Causa seguita da Bonaventura Minutolo e Francesco Torniamenti

Il dolo dell’assicuratore non è causa di annullamento della polizza assicurativa, se interviene in un momento successivo alla formazione del consenso dell’assicurato a stipulare il contratto.

Il Tribunale di Milano, affermando il suddetto principio, ha respinto la domanda di un assicurato che aveva chiesto l’annullamento di una polizza vita sul presupposto che il suo consenso a stipulare la stessa fosse stato viziato da artifici e raggiri dell’assicuratore.

In particolare, l’attore aveva dedotto di aver riscattato rilevanti importi da una polizza vita per investirli su una nuova; tale operazione aveva però causato l’applicazione di alcune penali di cui l’assicurato non sarebbe stato informato. L’assicurato sosteneva, inoltre, di non aver mai sottoscritto la quietanza di riscatto dalla polizza vecchia e che la firma ivi apposta era stata falsificata.

Il Tribunale, dopo aver accertato che la sottoscrizione apposta sulla quietanza di riscatto della prima polizza era effettivamente falsa (come dichiarato da un perito nominato in giudizio) ha escluso che tale circostanza potesse aver inciso sulla formazione del consenso dell’assicurato avendo, questi, espresso la volontà di riscattare la vecchia polizza e di sostituirla con quella nuova in epoca antecedente alla falsificazione della quietanza.
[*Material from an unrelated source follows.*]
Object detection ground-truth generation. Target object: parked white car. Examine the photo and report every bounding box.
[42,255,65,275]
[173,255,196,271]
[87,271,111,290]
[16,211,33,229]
Era, invece, provato che l’assicurato fosse stato informato delle penali e dei costi che il riscatto della vecchia polizza avrebbe comportato e che, nonostante ciò, avesse accettato tale operazione.

L’attore, in subordine, chiedeva al Tribunale la risoluzione per inadempimento di tutte le polizze che aveva in portafoglio – anche quelle estranee alla suddetta operazione - “per aver perso la fiducia” nella compagnia a fronte delle falsificazioni di cui sopra. Anche tale domanda, però, è stata respinta dal Tribunale: infatti, la generica perdita di fiducia nei confronti della controparte non può costituire, di per sé sola, valido motivo di risoluzione del contratto essendo, a tal fine, necessario provare la sussistenza di specifici inadempimenti contrattuali, nella fattispecie non dimostrati.